Serve de epígrafe ao romance “O Homem Duplicado” de José Saramago uma frase do “Livro dos Contrários” que diz que “O caos é uma ordem por decifrar”. E não, não me enganei. Este início pertence a um texto sobre o segundo LP dos canadianos Árcade Fire.
Há quatro anos atrás, os nomes de Win Butler ou de Régine Chassagne não diziam nada a ninguém, mas hoje, eles são líderes de uma das bandas mais importantes da cena musical contemporânea, não só pela indiscutível qualidade da sua música, como pelo burburinho que se gerou á volta do septeto.
O álbum “Funeral” (2004), em dez canções, conseguiu fazer correr oceanos de tinta pela imprensa da especialidade, e moveu um sem-número de fãs.
Eis que, em 2007, se dá o aguardado regresso. Chama-se “Neon Bible”. Ao ouvir, sabemos que é Árcade Fire, sabemos que é bom, que é muito bom, sabemos que a pior música de “Néon Bible” consegue ser melhor que a melhor música de muita gente, mas, ao mesmo tempo, sabemos, sem equívoco, que alguma coisa mudou, e que não foi para melhor.
Aquilo que fazia de “Funeral” indefinível, a sonoridade variada, solta, libertina, todo aquele caos, perdeu-se. É triste e cortante, mas é assim mesmo. “Néon Bible” é a decifração do caos de “Funeral”, e isso não é bom, porque, em certos momentos, por exemplo na faixa que dá nome ao álbum, ficamos com a noção de que os Árcade Fire estão perto de se tornar catalogáveis.
Como objecto individual, este segundo álbum não tem quase nada de negativo.

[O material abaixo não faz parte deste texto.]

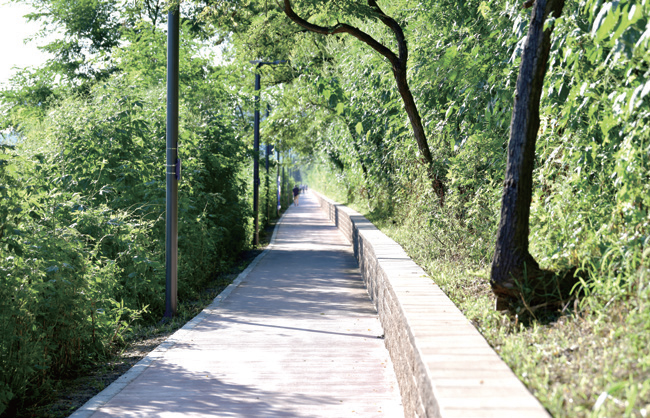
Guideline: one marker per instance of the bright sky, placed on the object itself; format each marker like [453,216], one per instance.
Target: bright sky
[13,30]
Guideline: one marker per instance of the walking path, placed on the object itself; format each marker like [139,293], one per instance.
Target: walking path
[296,336]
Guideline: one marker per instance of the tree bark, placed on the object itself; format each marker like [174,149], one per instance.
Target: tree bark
[512,263]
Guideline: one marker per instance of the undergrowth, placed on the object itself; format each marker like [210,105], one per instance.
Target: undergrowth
[589,359]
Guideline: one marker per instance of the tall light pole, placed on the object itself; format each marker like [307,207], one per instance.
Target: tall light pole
[256,148]
[268,151]
[173,166]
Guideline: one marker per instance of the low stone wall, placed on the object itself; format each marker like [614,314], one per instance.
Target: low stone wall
[444,366]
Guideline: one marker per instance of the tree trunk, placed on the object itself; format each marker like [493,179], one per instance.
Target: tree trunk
[512,262]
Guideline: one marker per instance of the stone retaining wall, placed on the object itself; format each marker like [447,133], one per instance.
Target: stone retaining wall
[444,366]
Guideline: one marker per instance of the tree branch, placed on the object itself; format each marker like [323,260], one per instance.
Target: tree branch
[342,28]
[395,27]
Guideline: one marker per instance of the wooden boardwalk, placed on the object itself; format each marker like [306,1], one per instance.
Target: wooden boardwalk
[296,337]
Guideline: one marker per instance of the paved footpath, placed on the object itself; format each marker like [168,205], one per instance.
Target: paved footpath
[298,337]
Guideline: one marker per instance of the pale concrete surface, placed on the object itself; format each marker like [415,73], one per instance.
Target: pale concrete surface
[298,337]
[444,366]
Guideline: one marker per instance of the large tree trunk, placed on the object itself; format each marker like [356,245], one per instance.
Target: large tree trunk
[512,262]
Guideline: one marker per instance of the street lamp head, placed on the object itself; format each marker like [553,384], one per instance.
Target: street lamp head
[259,63]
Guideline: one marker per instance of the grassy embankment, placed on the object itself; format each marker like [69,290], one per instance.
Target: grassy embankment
[590,359]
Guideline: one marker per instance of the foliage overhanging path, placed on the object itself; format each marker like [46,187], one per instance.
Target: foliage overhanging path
[298,336]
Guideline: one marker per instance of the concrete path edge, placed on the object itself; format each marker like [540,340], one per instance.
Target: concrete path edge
[96,402]
[444,366]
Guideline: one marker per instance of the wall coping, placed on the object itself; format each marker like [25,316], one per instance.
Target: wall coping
[444,366]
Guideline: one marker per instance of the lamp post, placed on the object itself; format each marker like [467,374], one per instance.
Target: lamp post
[173,169]
[269,150]
[256,147]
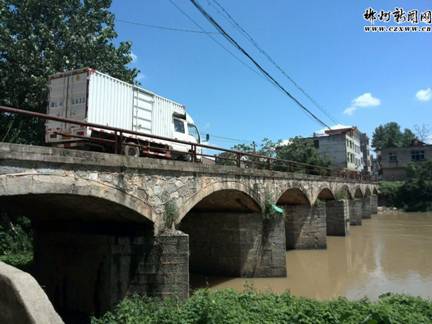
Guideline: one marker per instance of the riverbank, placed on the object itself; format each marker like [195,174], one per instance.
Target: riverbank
[229,306]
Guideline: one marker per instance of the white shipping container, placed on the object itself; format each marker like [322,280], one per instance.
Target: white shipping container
[90,96]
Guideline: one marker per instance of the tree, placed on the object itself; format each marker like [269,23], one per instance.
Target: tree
[297,149]
[301,150]
[390,135]
[41,37]
[407,137]
[423,132]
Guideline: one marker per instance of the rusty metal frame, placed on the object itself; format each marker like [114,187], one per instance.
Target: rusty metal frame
[267,162]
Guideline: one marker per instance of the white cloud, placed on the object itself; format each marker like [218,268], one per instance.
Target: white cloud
[424,94]
[362,101]
[134,57]
[366,100]
[337,126]
[141,76]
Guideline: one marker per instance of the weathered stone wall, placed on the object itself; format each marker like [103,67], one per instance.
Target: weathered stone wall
[356,208]
[305,226]
[366,207]
[374,204]
[22,300]
[88,269]
[235,244]
[145,185]
[337,217]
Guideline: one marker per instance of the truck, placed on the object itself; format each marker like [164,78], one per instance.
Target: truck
[90,96]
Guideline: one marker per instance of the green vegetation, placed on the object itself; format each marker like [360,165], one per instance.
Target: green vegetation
[415,194]
[170,215]
[16,244]
[390,135]
[21,261]
[228,306]
[42,37]
[297,149]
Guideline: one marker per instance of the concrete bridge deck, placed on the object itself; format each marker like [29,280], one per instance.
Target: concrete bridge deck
[112,215]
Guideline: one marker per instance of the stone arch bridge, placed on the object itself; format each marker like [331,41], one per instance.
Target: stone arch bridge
[139,225]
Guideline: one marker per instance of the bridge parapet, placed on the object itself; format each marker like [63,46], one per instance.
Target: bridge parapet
[144,185]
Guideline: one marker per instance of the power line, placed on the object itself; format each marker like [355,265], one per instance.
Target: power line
[166,28]
[265,73]
[259,48]
[214,39]
[237,140]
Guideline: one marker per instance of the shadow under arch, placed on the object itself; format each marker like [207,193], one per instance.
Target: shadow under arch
[54,197]
[358,193]
[344,193]
[294,196]
[325,194]
[304,223]
[228,235]
[238,189]
[90,239]
[367,192]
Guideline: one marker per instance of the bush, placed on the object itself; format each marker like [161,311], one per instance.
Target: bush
[228,306]
[21,261]
[415,194]
[389,192]
[15,236]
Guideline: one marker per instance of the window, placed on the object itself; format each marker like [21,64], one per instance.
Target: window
[179,126]
[417,155]
[193,131]
[392,157]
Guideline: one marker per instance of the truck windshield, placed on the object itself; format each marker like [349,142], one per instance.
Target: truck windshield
[179,126]
[193,131]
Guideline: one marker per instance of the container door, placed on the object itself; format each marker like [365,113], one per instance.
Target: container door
[58,93]
[77,101]
[142,111]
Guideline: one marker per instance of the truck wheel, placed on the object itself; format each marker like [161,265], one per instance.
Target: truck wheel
[130,150]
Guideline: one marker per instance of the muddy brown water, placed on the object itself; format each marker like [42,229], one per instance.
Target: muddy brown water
[391,252]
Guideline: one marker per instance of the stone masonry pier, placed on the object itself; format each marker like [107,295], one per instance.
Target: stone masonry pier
[103,230]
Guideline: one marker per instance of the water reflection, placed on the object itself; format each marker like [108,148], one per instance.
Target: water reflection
[388,253]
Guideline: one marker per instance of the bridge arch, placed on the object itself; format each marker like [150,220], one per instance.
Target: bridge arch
[344,193]
[294,196]
[358,193]
[248,194]
[324,193]
[367,192]
[67,193]
[225,225]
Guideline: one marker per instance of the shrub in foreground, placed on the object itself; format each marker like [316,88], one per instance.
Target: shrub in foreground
[228,306]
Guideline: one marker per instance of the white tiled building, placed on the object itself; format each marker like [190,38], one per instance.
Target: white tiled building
[343,146]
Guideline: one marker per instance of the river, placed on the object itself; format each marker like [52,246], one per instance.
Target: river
[391,252]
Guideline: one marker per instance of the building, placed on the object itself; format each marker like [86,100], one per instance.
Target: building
[365,148]
[347,148]
[394,160]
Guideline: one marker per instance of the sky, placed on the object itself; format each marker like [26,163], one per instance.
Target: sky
[358,78]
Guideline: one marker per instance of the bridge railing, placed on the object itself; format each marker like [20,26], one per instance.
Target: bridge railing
[117,142]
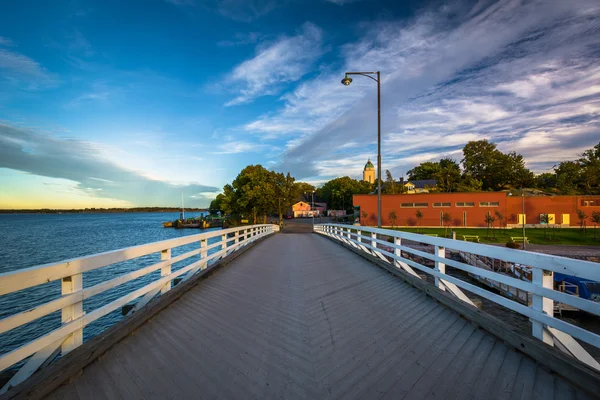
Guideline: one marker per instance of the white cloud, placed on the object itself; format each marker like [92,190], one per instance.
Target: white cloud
[5,42]
[84,164]
[500,71]
[286,60]
[233,147]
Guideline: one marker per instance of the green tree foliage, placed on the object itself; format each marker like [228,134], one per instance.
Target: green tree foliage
[419,215]
[423,171]
[580,176]
[500,218]
[393,217]
[496,170]
[596,220]
[337,193]
[446,219]
[448,177]
[582,216]
[390,185]
[546,181]
[257,192]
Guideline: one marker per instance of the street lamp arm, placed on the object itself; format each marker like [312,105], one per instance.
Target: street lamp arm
[367,74]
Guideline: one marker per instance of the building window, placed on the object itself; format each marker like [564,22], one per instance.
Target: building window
[489,204]
[413,205]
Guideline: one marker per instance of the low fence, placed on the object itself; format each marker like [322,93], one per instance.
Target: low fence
[70,273]
[553,331]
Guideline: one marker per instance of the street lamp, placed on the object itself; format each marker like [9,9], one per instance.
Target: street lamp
[346,81]
[313,207]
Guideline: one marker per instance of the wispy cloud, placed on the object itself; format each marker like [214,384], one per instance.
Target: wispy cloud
[241,38]
[505,71]
[81,162]
[285,60]
[236,147]
[5,42]
[239,10]
[17,69]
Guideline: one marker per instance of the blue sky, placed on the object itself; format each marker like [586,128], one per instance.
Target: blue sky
[124,103]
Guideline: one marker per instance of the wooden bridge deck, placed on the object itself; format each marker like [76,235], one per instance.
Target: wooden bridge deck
[299,317]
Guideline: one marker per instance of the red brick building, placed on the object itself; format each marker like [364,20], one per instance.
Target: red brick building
[470,209]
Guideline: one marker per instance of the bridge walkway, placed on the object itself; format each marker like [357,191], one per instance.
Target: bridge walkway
[298,317]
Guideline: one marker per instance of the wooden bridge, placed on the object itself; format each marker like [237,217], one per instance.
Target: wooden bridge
[298,316]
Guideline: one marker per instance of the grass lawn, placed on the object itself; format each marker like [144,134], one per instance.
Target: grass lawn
[534,235]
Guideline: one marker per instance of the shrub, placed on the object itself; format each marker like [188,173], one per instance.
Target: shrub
[513,245]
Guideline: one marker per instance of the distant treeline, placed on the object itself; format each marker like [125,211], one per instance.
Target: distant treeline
[101,210]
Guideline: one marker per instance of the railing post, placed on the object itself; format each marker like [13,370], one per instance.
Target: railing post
[203,251]
[440,266]
[543,304]
[72,284]
[165,255]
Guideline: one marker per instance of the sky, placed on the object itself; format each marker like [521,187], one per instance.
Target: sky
[131,103]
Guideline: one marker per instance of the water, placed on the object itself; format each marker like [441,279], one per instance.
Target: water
[32,239]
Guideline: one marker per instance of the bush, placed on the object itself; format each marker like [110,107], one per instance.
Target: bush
[513,245]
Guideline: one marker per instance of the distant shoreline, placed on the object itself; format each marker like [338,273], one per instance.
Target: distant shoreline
[101,210]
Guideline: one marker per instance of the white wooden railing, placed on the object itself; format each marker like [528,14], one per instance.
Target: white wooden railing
[73,294]
[553,331]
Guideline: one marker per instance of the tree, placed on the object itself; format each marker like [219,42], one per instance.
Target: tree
[338,192]
[568,177]
[489,220]
[419,216]
[544,218]
[390,185]
[423,171]
[392,217]
[448,177]
[483,161]
[596,220]
[499,217]
[446,219]
[582,217]
[546,181]
[590,170]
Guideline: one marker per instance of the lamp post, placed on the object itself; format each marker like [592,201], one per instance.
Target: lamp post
[313,208]
[346,81]
[523,210]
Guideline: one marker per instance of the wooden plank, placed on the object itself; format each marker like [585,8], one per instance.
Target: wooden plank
[49,378]
[577,373]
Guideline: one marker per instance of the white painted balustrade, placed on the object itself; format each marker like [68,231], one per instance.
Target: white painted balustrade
[70,334]
[553,331]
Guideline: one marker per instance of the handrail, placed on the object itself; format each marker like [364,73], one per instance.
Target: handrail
[70,273]
[543,295]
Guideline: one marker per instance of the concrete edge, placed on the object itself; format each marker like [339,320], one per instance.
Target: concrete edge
[48,379]
[574,371]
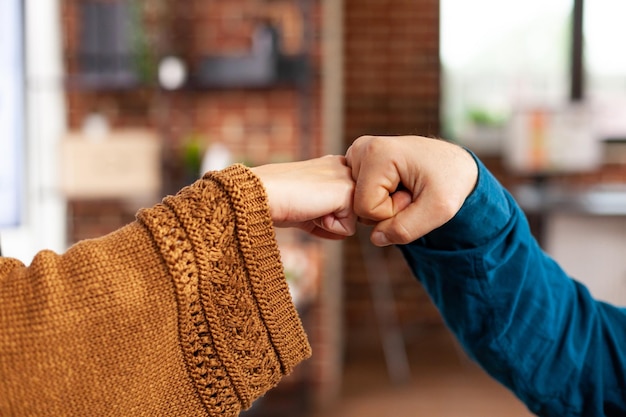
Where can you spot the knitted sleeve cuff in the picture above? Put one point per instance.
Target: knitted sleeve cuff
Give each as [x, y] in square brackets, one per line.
[239, 329]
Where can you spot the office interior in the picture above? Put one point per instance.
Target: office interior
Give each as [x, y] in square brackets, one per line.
[109, 105]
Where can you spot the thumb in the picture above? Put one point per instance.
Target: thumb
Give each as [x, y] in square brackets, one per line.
[415, 219]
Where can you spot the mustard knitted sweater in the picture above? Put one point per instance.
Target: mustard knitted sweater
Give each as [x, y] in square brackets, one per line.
[184, 312]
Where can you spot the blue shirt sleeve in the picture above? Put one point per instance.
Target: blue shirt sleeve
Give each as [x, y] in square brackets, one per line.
[518, 314]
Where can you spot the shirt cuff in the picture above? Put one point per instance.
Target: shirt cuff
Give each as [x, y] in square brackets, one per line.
[484, 213]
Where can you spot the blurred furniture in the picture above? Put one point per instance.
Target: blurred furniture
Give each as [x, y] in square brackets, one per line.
[124, 164]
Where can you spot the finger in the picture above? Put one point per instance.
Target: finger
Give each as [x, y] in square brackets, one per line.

Com a excepção de algumas canções mais previsíveis (“Néon Bible”, “The Well and the Lighthouse”.), o som é maximalista, grandioso (“Intervention”.), enérgico (“No Cars Go”.), fluido (“Windowsill”.) e, sem dúvida, agradável. É, por vezes, demasiado composto, não há muitos solos, e pouquíssimas mudanças repentinas de ritmo (Como víamos acontecer em “Crown Of Love”, por exemplo.). Win Butler cai também no erro de variar menos a tonalidade em que canta.
As comparações com o predecessor são inevitáveis, é a natureza humana: sente-se a falta do caos, da rebelião. Agora, tem-se um caos decifrado, que ainda não é ordem, mas está mais perto do que seria desejável. No entanto, não deixa (Mesmo.) de ter grandes canções, que nos rasgam alguma coisa lá dentro: como ficar indiferente a “My Body Is a Cage”, a “No Cars Go” ou a “Intervention”?